According to Spies, the NMTC Program attracts investment capital to low-income communities by permitting individual and corporate investors to receive a tax credit against their federal income tax return in exchange for making equity investments in specialized financial institutions called community development entities (CDEs). The tax credit totals 39 percent of the original investment amount and is claimed over a period of seven years, he said.

By participating in the NMTC Program, Mid-State was able to build a new health center – completed about seven years ago now – but the outcomes of that investment turned out to be even greater than Beaty ever expected.

At the start of the project, Mid-State employed 37 people – now they employ 85. Mid-State also became a regional leader in spurring further community development. Plymouth’s local Speare Memorial Hospital built a satellite facility across the street to accommodate specialty physicians and rehabilitation services, Beaty said. Additionally, since their new facility was built, many other businesses have also popped up in that area of Plymouth, including a CVS Pharmacy and several other businesses providing dozens of jobs to local residents.

Perhaps most importantly of all for Mid-State, residents in the Plymouth area now have “better access to primary care in this region than pretty much anywhere in the state – we are known for it,” said Beaty.

Beaty said prior to the opening of their new facility, many patients looking for primary care could not get in for regular check-ups without a three- to six-month waiting period, and visits for sicknesses had a weeklong waiting period. Clinicians were regularly seeing 10 to 12 patients per day and many patients with easily-treatable illnesses, such as ear infections, ended up going to local emergency departments because they couldn’t wait a week to be seen by a primary care doctor.

“Now if you call in and you are sick, you will get a visit that day no matter what, and for regular check-ups, we can get patients in within three or four days,” she said. “We now provide 85 percent of the primary care for this market.”

Mid-State is not the only healthcare provider catching on to the benefits of the NMTC Program.

The Northern Tier Center for Health (NOTCH), a federally qualified health center in rural Richford, Vt., chose to utilize the NMTC Program around the same time as Mid-State for similar reasons – they needed to expand their primary care services but didn’t know how to go about it due to a lack of funding.

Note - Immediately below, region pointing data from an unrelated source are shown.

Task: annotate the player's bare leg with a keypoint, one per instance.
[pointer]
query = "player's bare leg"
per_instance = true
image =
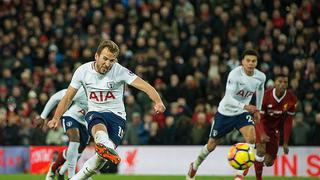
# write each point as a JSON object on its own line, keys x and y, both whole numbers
{"x": 258, "y": 164}
{"x": 249, "y": 134}
{"x": 104, "y": 146}
{"x": 205, "y": 151}
{"x": 72, "y": 152}
{"x": 55, "y": 165}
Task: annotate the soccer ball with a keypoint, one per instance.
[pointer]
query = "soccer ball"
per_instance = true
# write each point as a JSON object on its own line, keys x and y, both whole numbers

Pam Parsons, the executive director of NOTCH, explained that the health center, a local grocery store and a dental clinic teamed up using the NMTC Program to move into a community center building in town. By teaming up, the three businesses would be providing three services desperately needed in the rural community, along with being able to fill the 44,000 square-foot building, and jointly share the costs of the building and various fees that went along with utilizing the NMTC Program.

“We brought much-needed services to the community and hired a lot of local people, too,” she said.

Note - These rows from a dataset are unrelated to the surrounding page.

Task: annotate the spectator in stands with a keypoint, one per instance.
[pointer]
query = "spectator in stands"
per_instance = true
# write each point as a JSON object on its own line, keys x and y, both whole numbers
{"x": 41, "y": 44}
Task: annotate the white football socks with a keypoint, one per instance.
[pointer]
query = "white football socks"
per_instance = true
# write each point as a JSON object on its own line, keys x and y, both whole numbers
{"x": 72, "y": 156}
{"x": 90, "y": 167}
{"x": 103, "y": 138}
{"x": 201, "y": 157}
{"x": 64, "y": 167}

Both Parsons and Beaty said that by having facilities large enough to accommodate the growing primary care needs in their communities, along with pleasant atmospheres and extra perks, such as on-site childcare, their rural facilities are able to attract physicians when they struggled to before.

“Recruiting professionals to this area was one of the biggest challenges we had, and what we wanted to do was have a practice that people would want to come to, and we succeeded,” said Beaty. “We are always recruiting.”